Students in Grades 4 through 12 participated in the “Tell Them From Me” (TTFM) survey that Christ the Teacher School Division piloted in May and will be rolled out to all Saskatchewan schools over the next couple of years.
In most categories, local students fared as well or better than the Canadian average, but trustee Kevin Lubinieki questioned whether the results could be trusted citing the fact the data is self-reported and that students traditionally don’t take such things very seriously.
Superintendent Chad Holinaty said the data would certainly require a good deal of analysis. As an example he cited the result of the question regarding grade repetition. Grade 10 students reported that 25 per cent of them had repeated a grade at school since Kindergarten.
“I simply don’t believe that’s true,” Holinaty said, adding some of the numbers could be verified by other means and that in other cases the perception of students was just as important as the reality. Nevertheless, he said, the data is a good starting point toward improving student outcomes.
Superintendent Barbara McKesey answered the point about the engagement of students with the survey itself. She explained that web-based survey was very easy to complete, that the students, for the most part, enjoyed doing it and that the questions were very specific—i.e., defined what was meant by sexual harassment etc.—so as to avoid ambiguity.
The most dramatic data to come out of the survey were the statistics on bullying. While the 25 per cent of boys and 22 per cent of girls who reported they had been bullied within the past four weeks is no greater than the Canadian average, it is still alarming to educators.
Darrell Zaba, director of education, was excited by the opportunity the data presents to address one of the most prevalent issues of the day. He said it gives them information they never had before such as where bullying is happening, when it is happening and how kids are dealing with it.
Father Ray Lukie, St. Mary’s parish priest, cautioned that putting too much emphasis on bullying, could fuel the fire more than put it out.
“If you want people to read a book, ban it,” he said.
Lukie also suggested that sensitivity to the issue has redefined what bullying means to people and that the numbers may be inflated because of behaviour that is merely kids being kids.
That point of view may be partially borne out by another question on the survey. Despite the roughly 24 per cent of students who reported having been bullied, 90 per cent reported feeling safe at school and 94 per cent reported feeling safe going to and coming home from school.
In addition to the standard questions, school divisions are able to customize the survey with two additional questions. Christ the Teacher officials decided to ask students if they found daily prayer at school meaningful and engaging and whether they felt their catholic school experience had made them a better person.

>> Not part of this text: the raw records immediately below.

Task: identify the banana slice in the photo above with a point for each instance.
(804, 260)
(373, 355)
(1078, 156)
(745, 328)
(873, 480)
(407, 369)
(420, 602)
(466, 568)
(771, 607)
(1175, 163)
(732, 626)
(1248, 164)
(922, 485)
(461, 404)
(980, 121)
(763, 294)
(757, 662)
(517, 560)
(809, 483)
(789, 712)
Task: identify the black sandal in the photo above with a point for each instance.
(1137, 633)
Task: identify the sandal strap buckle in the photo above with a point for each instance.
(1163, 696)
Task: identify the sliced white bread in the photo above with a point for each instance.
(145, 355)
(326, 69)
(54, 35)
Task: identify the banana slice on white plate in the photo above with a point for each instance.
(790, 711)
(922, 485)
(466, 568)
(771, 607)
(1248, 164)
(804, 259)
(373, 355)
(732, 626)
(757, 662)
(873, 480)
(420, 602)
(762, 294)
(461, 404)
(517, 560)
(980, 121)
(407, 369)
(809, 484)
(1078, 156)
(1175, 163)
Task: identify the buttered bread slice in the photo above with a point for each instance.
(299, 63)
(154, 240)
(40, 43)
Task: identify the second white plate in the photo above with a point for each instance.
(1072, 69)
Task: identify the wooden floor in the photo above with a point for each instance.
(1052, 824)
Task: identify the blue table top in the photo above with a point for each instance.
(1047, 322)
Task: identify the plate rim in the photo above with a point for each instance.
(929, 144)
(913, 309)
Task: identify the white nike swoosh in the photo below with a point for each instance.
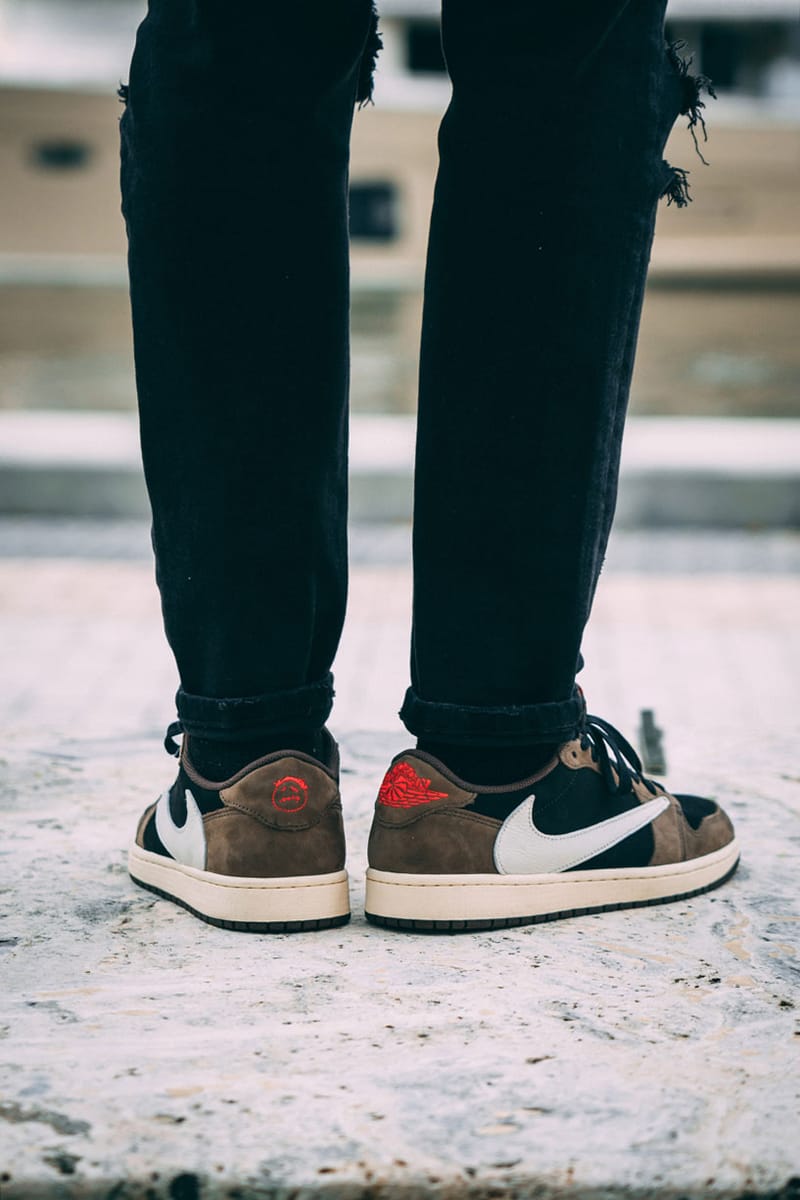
(185, 843)
(521, 849)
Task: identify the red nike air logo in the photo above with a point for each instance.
(403, 789)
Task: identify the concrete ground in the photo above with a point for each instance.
(645, 1054)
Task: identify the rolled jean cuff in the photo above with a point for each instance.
(507, 726)
(248, 718)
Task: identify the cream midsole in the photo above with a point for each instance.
(486, 897)
(229, 898)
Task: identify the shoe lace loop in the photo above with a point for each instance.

McKesey said the results were encouraging. On the high school side, 68 per cent of students agreed or strongly agreed that prayer was meaningful and engaging while 70 per cent agreed or strongly agreed catholic school made them a better person. Elementary students were even more enthusiastic agreeing or strongly agreeing at 79 per cent and 81 per cent respectively for the two questions.
The division will repeat the survey sometime around November, Zaba said.